Ara Babloyan, a senior lawmaker from the ruling Republican Party of Armenia (HHK), insisted that the high turnout and percentage of votes for Sarkisian shown in the CEC data is not evidence of vote rigging. “After all, they [the Hovannisian campaign] had proxies in most polling stations and they didn’t voice any objections during the process,” he said.


Armenia - Raffi Hovannisian, leader of Zharangutiun Party, addresses the rally in Liberty Square in Yerevan,2Mar,2013

Armenia - Raffi Hovannisian, leader of Zharangutiun Party, addresses the rally in Liberty Square in Yerevan,2Mar,2013

Meanwhile, Tagliavini met Hovannisian on Saturday for a second time since polling day. A statement by the opposition candidate’s campaign headquarters said they discussed “the unpredictable situation of the post-election period.”

“Raffi Hovannisian presented his observations and the massive report of electoral violations and fraud registered by his campaign headquarters and independent observers,” said the statement. “Hovannisian and the ambassador [Tagliavini] discussed the possibility of disputing the election results in the Constitutional Court.”

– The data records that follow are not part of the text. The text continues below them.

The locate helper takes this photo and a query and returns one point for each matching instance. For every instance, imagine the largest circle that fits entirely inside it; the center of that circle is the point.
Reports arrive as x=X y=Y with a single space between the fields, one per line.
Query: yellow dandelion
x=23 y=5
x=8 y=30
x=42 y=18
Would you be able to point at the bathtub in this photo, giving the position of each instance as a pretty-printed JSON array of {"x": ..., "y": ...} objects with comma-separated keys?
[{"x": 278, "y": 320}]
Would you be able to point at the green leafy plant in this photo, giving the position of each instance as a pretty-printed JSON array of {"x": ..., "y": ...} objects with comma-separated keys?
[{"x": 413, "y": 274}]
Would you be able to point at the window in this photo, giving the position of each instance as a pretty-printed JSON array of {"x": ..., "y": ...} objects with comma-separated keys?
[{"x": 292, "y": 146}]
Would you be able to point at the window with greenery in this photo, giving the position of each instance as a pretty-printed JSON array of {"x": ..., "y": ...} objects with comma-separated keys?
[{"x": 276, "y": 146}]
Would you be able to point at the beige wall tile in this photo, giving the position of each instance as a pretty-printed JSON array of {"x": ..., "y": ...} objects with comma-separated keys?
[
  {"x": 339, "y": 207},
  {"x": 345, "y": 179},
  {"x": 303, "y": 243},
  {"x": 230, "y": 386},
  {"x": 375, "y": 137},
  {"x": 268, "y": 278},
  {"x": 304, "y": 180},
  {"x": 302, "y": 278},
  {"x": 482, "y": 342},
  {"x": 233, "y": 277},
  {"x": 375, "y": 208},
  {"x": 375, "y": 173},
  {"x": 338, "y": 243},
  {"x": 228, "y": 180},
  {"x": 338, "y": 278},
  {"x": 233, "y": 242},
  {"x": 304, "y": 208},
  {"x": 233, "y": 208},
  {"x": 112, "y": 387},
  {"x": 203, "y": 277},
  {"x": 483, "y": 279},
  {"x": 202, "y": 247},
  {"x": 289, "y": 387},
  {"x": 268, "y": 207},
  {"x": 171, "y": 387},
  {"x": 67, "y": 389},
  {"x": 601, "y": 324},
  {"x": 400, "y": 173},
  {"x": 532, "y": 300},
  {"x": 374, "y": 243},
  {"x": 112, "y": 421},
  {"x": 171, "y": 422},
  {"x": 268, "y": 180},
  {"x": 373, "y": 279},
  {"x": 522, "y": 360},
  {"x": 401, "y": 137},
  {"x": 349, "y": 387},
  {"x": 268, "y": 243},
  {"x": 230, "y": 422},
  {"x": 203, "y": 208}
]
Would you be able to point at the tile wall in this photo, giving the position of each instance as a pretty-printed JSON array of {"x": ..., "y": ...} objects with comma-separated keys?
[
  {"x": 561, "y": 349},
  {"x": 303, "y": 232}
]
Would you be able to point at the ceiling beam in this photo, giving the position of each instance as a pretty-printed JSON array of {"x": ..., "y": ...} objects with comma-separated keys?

Speaking at his rally later in the day, Hovannisian said he will announce on Monday whether he will appeal to the court to annul the election results. He again urged Sarkisian to recognize “the people’s victory” and indicated plans to keep up pressure on the Armenian government with more rallies in the weeks ahead. He scheduled his next rally in Yerevan’s Liberty Square for Tuesday.

“The Armenian people will celebrate our victory before April 9,” Hovannisian declared, referring to the date of Sarkisian’s planned inauguration for a second term.